In [None]:
# import os
# print(os.environ.get("TRANSFORMERS_OFFLINE", 0))
# os.environ["TRANSFORMERS_OFFLINE"] = "1"
# print(os.environ.get("TRANSFORMERS_OFFLINE", None))

In [None]:
!pip install huggingface_hub -q

In [None]:
SYFT_VERSION = ">=0.8.1b0,<0.9"
package_string = f'"syft{SYFT_VERSION}"'
!pip install {package_string} -f https://whls.blob.core.windows.net/unstable/index.html -q

In [None]:
import syft as sy
sy.requires(SYFT_VERSION)

In [None]:
node = sy.orchestra.launch(name="test-domain-hf", port="auto", dev_mode=True, reset=True)

In [None]:
domain_client = node.login(email="info@openmined.org", password="changethis")

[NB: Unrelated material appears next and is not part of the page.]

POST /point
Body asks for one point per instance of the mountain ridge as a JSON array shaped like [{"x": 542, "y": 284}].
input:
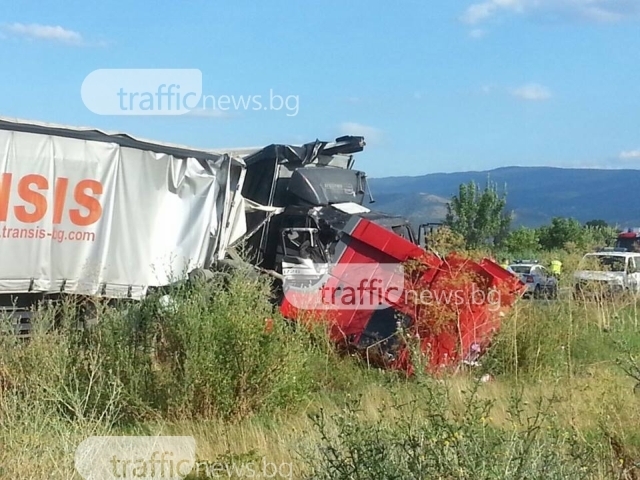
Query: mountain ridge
[{"x": 534, "y": 194}]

## Download an existing Hugging Face 🤗 Model 

In [None]:
def download_hf_to_folder(repo_id: str, folder: str, library_name = None, overwrite: bool = False):
    library_patterns = {
        "pytorch": ["*.pt", "*.bin"],
        "jax": ["*.msgpack"],
    }
    from huggingface_hub import snapshot_download
    add_extensions = []
    remove_extensions = []
    for lib, ext in library_patterns.items():
        if lib == library_name or library_name is None:
            add_extensions += ext
        else:
            remove_extensions += ext
    ignore = remove_extensions + ["*.h5", "*.ot", "*.tflite", "*.safetensors", "*.gitattributes", "*.md"]
    allow = add_extensions + ["*.json", "*.txt"]
    snapshot_download(
        repo_id=repo_id,
        local_dir=folder,
        library_name=library_name,
        ignore_patterns=ignore,
        allow_patterns=allow,
        force_download=overwrite,
    )

In [None]:
# this is the path we will use for our model which can be any huggingface model
transformer_files_path = "./gpt2"

In [None]:
# download a huggingface model

In [None]:
download_hf_to_folder("gpt2", transformer_files_path, library_name="pytorch", overwrite=False)

In [None]:
# or simply place your own files in the folder in the correct format

In [None]:
import os
os.listdir(transformer_files_path)

## Create a sy.HuggingFaceTransformerModel 🤗

In [None]:
# give our HuggingFaceTransformerModel class the path to the files and a name

In [None]:
hf_model = sy.HuggingFaceTransformerModel.from_dir(
    name="gpt2",
    path=transformer_files_path)
hf_model

In [None]:
hf_model.files

In [None]:
hf_model.size_mb

In [None]:
# convert to an ActionObject

In [None]:
a_model = sy.ActionObject.from_obj(hf_model)
a_model

In [None]:
# upload it

In [None]:
model_files_ptr = domain_client.api.services.action.set(a_model)
model_files_ptr

## Data Scientist can define a function

In [None]:
@sy.syft_function(input_policy=sy.ExactMatch(model_files=model_files_ptr),
                  output_policy=sy.SingleExecutionExactOutput())
def eval_model(model_files, prompts):
    # unpack the model
    folder = model_files.model_folder

    from transformers import pipeline, AutoTokenizer

    text_generation = pipeline("text-generation", model=folder)
    tokenizer = AutoTokenizer.from_pretrained(folder)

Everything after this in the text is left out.